The big question is, how much caffeine will a reused brew give you? Unfortunately, most of the caffeine in coffee is extracted during its first brew. An average fresh cup of coffee contains about 12 mg of caffeine per gram. You’ll only receive about 3.6 – 8 mg of caffeine when drinking the reused cup.

This doesn’t have to be bad news, though. Many people enjoy cold brews with reused grounds at home because the second cup isn’t as intense as the first. The lack of extra caffeine can be a great pick-me-up during a sluggish afternoon without giving you the jitters.

Is it Safe?

As long as your coffee machine is well-maintained, free of residue or debris, and the grounds are fully dried, yes, it is generally safe to reuse coffee grounds. Ideally, you should make sure to reuse the coffee grounds within the same day of their original brew to prevent bacterial growth or staleness.

Making a Reused Cold Brew at Home

Fortunately, making a reused cold brew from the comfort of your kitchen at home is a relatively simple process. Here’s how to do it:

  1. Collect and fully dry the used coffee grounds.
  2. Soak the grounds in a mixture made from a 1:4 ratio – for every 1 cup of grounds, use 4 cups of water. If you want an even stronger cup, you can adjust this ratio to a 1:1 or a 1:2.
  3. Cover the mixture and refrigerate it for 12-24 hours. The longer it stays in the fridge, the stronger its flavor will become.
  4. Strain the coffee out using a strainer or cheesecloth.
  5. Finally, enjoy your environmentally friendly cup of Joe!

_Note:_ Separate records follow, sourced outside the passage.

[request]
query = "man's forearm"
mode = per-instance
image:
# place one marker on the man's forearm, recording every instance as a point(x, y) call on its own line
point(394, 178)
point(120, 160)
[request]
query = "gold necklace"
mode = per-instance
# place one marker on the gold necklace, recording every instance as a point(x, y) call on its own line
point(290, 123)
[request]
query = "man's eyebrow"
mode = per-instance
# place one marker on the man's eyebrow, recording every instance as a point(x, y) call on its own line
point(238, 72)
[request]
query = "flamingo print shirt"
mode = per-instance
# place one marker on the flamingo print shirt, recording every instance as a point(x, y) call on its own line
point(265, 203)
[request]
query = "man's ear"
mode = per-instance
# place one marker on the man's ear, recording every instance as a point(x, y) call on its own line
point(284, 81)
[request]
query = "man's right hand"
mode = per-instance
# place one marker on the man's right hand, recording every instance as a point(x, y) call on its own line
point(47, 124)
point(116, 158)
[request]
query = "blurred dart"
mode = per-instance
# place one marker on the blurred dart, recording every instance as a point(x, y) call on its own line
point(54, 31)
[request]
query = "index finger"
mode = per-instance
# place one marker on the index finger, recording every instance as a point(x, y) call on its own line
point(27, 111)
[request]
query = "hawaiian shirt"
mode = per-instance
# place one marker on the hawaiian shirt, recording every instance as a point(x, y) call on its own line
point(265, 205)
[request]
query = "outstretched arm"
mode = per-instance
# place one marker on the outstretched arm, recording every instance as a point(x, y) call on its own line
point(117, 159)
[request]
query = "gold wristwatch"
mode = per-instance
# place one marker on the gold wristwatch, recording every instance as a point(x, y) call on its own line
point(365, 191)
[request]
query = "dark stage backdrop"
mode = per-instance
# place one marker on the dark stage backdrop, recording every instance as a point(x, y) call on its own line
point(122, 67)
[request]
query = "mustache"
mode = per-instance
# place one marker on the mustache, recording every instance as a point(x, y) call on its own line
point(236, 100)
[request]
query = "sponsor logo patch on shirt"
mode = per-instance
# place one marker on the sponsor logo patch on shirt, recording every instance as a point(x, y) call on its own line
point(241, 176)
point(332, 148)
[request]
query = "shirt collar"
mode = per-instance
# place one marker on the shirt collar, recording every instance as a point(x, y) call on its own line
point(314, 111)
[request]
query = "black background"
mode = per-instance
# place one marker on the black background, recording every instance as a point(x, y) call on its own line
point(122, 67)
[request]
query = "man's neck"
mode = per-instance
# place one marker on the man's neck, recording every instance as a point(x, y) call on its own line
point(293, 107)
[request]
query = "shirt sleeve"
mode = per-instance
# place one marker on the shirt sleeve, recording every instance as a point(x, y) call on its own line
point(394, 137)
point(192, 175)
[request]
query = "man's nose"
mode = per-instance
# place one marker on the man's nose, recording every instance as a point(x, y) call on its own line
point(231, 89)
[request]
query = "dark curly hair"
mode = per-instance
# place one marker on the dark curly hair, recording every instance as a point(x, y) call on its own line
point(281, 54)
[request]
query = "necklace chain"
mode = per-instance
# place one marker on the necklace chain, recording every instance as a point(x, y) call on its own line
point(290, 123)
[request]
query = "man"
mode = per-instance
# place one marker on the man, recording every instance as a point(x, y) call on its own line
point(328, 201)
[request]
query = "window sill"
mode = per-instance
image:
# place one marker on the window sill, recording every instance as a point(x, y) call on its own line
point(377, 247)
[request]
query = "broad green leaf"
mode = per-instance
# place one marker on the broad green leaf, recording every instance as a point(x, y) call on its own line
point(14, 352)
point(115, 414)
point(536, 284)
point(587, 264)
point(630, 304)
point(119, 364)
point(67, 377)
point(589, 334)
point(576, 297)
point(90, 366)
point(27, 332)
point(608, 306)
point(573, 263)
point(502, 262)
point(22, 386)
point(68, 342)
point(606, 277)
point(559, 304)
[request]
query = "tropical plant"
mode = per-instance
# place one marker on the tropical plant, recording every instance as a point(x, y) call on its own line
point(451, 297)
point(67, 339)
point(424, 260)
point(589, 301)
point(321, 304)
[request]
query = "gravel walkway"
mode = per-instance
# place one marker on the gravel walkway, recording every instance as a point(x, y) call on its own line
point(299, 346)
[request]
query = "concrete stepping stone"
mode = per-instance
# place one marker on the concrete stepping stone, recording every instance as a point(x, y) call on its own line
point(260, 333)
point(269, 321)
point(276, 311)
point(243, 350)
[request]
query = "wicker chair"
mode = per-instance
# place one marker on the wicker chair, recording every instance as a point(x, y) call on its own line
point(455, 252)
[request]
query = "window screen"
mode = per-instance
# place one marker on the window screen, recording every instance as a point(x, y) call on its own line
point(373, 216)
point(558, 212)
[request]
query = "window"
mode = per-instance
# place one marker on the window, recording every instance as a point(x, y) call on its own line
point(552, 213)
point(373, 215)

Other Ways to Reuse Coffee Grounds

If you want to reuse your old coffee grounds without having to drink them, there are many ways you can recycle them in other areas of your life. You’d be surprised at all the uses there are for old grounds, from your bathroom to your garden and everywhere in between. Here are some great alternative uses for those old grounds:

  • Garden fertilizer
  • Skincare scrubs & exfoliation
  • Compost
  • All-natural pesticide
  • Air freshener/Odor removal
  • Natural dye
  • Certain baking recipes
  • Household cleaning

Coffee contains many unique properties which promote healthy growth, and it can do wonders for your skin and hair. It can also help reduce inflammation and puffiness, especially around your eyes, if applied to your skin. No matter where those grounds end up, they’re bound to be useful!

Fresh is Best

Although brewing reused grounds means sacrificing some of the caffeine and flavor, it can be a great way to practice environmentally conscious living. Even if a reused cold brew isn’t your style, those old grounds can come in handy in other ways. We all know that first, fresh cup in the morning will always hold a special place in our hearts, but reusing your next batch of grounds might be worth a try!